Probability of having X more heads than tails for N tosses.

Question

Giving a a fair coin, and tossing it N times, in how many possible outcomes would there be a point wherein there were more heads than tails tossed, ie, net heads.

Answer 1

The paths of length $N=2n$ such that this does not happen are the Dyck paths, enumerated by the Catalan number $C_n=(n+1)^{-1}{2n\choose n}$. The total number of paths is $2^{2n}$. Hence the probability you are after is $p_{2n}=1-2^{-2n}C_n$ (and $p_{2n+1}=p_{2n+2}$).
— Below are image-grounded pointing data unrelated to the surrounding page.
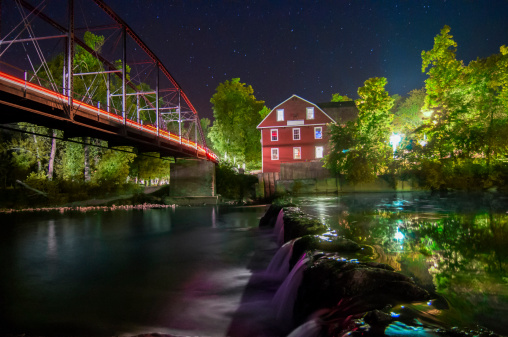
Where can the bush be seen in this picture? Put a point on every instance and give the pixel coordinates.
(234, 186)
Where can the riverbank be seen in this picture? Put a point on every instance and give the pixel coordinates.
(334, 286)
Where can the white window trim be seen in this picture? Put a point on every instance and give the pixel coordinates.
(299, 133)
(271, 139)
(315, 129)
(271, 153)
(299, 151)
(282, 115)
(322, 152)
(307, 113)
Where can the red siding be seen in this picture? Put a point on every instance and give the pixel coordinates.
(294, 109)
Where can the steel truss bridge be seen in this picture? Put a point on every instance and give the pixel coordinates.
(75, 65)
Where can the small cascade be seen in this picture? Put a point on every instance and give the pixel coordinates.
(311, 328)
(279, 265)
(279, 228)
(284, 299)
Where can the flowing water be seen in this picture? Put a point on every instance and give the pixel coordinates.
(206, 271)
(183, 271)
(453, 245)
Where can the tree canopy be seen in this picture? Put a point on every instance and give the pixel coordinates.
(237, 112)
(360, 149)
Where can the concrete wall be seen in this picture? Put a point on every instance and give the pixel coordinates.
(306, 170)
(192, 177)
(333, 185)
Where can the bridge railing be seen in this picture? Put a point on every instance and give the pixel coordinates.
(121, 58)
(38, 87)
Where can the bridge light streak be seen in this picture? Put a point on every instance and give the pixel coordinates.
(24, 85)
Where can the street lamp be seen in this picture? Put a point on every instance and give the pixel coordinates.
(395, 140)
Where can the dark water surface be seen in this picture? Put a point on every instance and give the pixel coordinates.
(180, 271)
(195, 271)
(455, 246)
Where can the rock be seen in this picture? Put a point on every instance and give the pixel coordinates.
(270, 217)
(353, 286)
(326, 243)
(298, 224)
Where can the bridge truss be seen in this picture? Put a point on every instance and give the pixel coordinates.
(87, 58)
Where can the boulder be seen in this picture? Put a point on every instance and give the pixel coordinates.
(354, 287)
(298, 224)
(327, 243)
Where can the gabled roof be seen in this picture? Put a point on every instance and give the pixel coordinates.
(340, 112)
(313, 104)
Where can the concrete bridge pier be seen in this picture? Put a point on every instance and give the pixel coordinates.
(192, 182)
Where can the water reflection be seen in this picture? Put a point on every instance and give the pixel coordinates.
(108, 273)
(456, 247)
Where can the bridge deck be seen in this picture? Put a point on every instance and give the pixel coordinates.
(22, 101)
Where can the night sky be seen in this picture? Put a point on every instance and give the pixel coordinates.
(309, 49)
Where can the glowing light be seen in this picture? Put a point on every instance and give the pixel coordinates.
(424, 141)
(395, 140)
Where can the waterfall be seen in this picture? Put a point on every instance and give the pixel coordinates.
(279, 265)
(279, 228)
(284, 299)
(311, 328)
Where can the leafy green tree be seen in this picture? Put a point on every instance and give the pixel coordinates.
(114, 167)
(408, 114)
(469, 106)
(237, 113)
(150, 167)
(443, 92)
(360, 149)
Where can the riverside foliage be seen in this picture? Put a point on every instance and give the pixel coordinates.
(454, 138)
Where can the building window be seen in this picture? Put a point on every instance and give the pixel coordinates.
(297, 153)
(318, 132)
(296, 134)
(280, 115)
(310, 113)
(319, 152)
(275, 154)
(275, 135)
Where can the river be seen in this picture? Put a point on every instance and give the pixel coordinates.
(195, 270)
(454, 245)
(179, 271)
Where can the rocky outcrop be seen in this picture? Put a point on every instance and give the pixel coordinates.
(327, 242)
(298, 224)
(336, 283)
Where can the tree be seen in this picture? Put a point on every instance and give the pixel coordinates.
(468, 103)
(407, 112)
(360, 149)
(443, 92)
(237, 113)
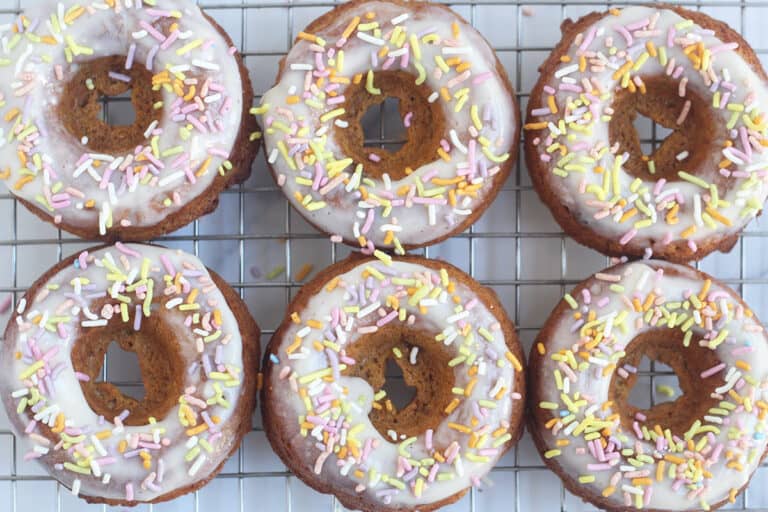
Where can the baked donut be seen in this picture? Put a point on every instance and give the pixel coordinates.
(694, 453)
(687, 72)
(190, 93)
(324, 402)
(457, 107)
(198, 349)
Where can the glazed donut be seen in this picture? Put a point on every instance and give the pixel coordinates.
(325, 406)
(188, 87)
(694, 453)
(198, 350)
(685, 71)
(456, 103)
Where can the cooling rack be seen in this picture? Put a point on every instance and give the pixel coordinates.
(265, 251)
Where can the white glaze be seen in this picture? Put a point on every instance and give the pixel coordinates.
(488, 354)
(65, 313)
(33, 85)
(741, 193)
(745, 340)
(340, 210)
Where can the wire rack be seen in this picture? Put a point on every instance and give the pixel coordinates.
(259, 245)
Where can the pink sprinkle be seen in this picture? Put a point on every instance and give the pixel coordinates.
(152, 31)
(482, 77)
(82, 260)
(625, 33)
(629, 235)
(131, 54)
(368, 222)
(588, 40)
(168, 265)
(125, 250)
(6, 304)
(712, 371)
(137, 319)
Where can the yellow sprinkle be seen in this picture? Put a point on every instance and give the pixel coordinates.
(369, 84)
For example, $1-p_N\sim cN^{-3/2}$ when $N\to\infty$, with $c=2\sqrt{2/\pi}$.

Answer 2

If $N$ is odd, there is no possibility of equal heads and tails. Thus, the probability of excess heads is $\frac{1}{2}$

If N is even, the probability of equal heads and tails, $P_{equal}$, is given by:$$P_{equal}=\left(\frac{1}{2}\right)^N\frac{N!}{\left(\frac{N}{2}\right)^2}$$The probability of excess heads is then given by$$P_{Heads}=\frac{1-P_{equal}}{2}$$

Answer 3

Tossing a coin N times is a binomial distribution and you want to solve the for the CDF=0.5.
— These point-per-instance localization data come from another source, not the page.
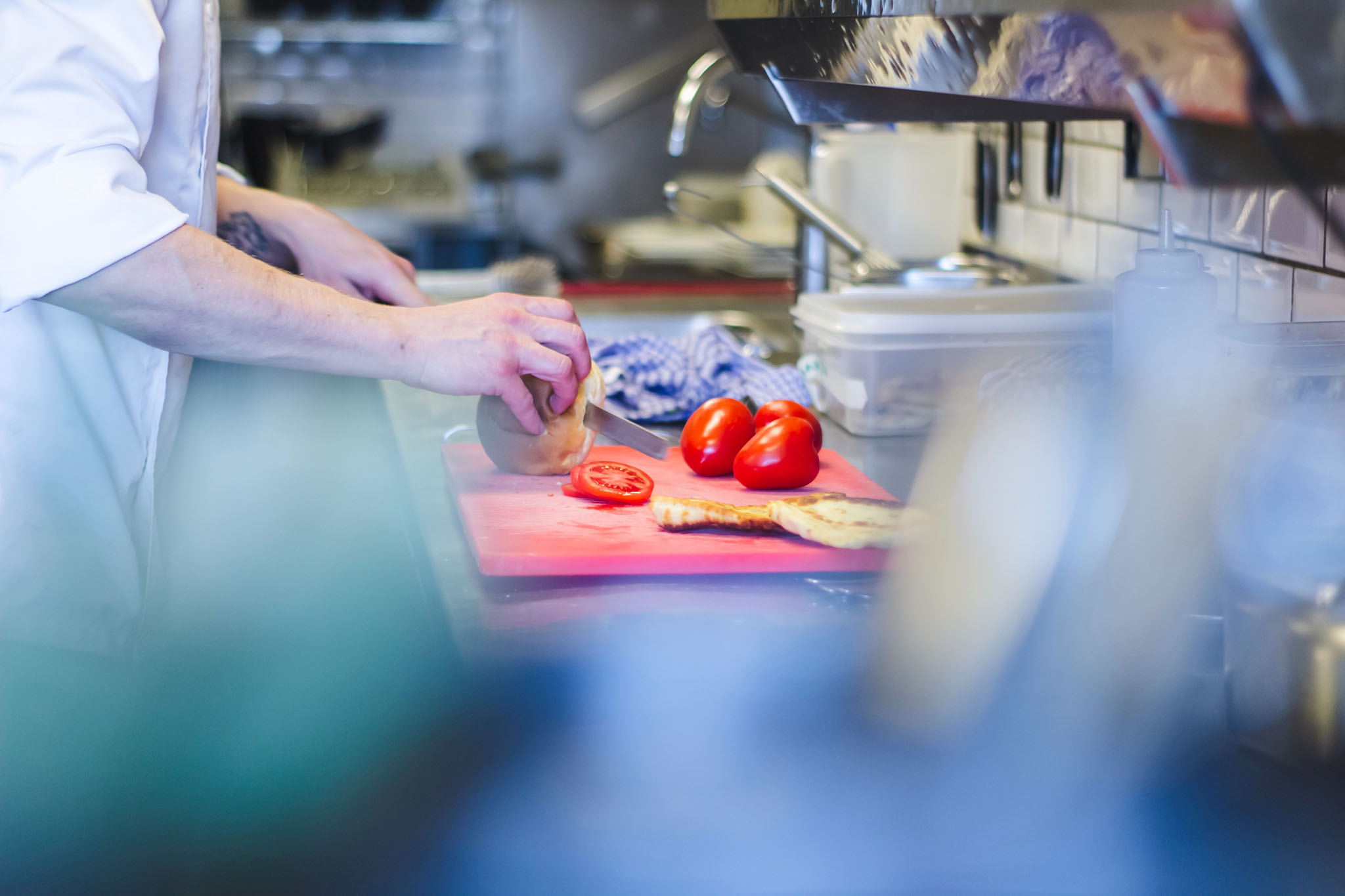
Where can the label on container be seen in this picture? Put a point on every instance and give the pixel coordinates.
(852, 394)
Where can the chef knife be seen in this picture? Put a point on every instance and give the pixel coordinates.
(628, 435)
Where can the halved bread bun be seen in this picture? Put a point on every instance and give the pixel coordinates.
(564, 445)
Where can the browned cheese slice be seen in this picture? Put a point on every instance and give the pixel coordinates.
(848, 523)
(685, 515)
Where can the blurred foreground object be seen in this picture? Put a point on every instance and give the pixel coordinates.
(1075, 532)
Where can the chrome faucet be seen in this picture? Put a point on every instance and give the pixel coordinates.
(703, 89)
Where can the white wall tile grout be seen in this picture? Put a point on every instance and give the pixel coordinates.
(1274, 263)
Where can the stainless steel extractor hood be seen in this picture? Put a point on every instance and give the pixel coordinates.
(1246, 93)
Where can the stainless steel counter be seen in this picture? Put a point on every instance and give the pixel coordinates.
(491, 613)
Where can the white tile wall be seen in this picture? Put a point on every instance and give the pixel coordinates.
(1116, 249)
(1319, 297)
(1042, 236)
(1223, 264)
(1079, 249)
(1094, 174)
(1191, 210)
(1011, 238)
(1334, 250)
(1113, 133)
(1265, 291)
(1294, 228)
(1252, 240)
(1238, 218)
(1138, 203)
(1034, 172)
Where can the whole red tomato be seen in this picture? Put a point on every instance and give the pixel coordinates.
(715, 435)
(779, 457)
(772, 412)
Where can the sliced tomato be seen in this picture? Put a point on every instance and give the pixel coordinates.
(772, 412)
(611, 481)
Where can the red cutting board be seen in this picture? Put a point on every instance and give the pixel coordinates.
(523, 526)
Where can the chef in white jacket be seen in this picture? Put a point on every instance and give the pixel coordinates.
(112, 276)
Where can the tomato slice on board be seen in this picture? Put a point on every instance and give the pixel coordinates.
(779, 457)
(772, 412)
(611, 481)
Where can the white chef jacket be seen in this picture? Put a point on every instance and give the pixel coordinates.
(108, 141)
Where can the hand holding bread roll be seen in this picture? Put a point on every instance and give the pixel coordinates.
(563, 446)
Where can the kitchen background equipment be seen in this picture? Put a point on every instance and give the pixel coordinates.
(522, 526)
(879, 358)
(902, 187)
(1283, 543)
(526, 276)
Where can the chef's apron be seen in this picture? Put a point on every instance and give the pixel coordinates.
(109, 142)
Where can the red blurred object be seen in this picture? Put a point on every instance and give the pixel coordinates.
(772, 412)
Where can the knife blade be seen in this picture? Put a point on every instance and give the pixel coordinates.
(628, 435)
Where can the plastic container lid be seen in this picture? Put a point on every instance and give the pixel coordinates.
(1069, 308)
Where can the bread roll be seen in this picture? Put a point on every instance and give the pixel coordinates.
(564, 445)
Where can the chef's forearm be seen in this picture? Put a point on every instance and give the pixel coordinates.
(191, 293)
(248, 219)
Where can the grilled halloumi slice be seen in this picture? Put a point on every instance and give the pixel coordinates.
(685, 515)
(848, 523)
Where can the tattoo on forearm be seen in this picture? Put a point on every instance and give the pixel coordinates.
(242, 232)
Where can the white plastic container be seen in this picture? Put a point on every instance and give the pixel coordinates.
(902, 188)
(881, 358)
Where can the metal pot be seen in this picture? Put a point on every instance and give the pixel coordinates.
(1285, 667)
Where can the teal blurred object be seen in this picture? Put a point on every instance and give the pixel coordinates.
(296, 698)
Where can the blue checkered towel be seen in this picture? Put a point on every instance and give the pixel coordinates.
(655, 379)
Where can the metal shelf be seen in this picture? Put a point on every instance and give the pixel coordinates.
(263, 33)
You can work it out from the formula in the article but as a short cut ...

The chance of more heads is half the chance of unequal results.

If N is odd the chance of equal results is 0, so the chance of more heads is 0.5.

If N is even the probability of getting equal results is ${N \choose \frac{N}{2}}\frac{1}{2^N}$, so the chance of more heads is $\frac{1-{N \choose \frac{N}{2}}\frac{1}{2^N}}{2}$.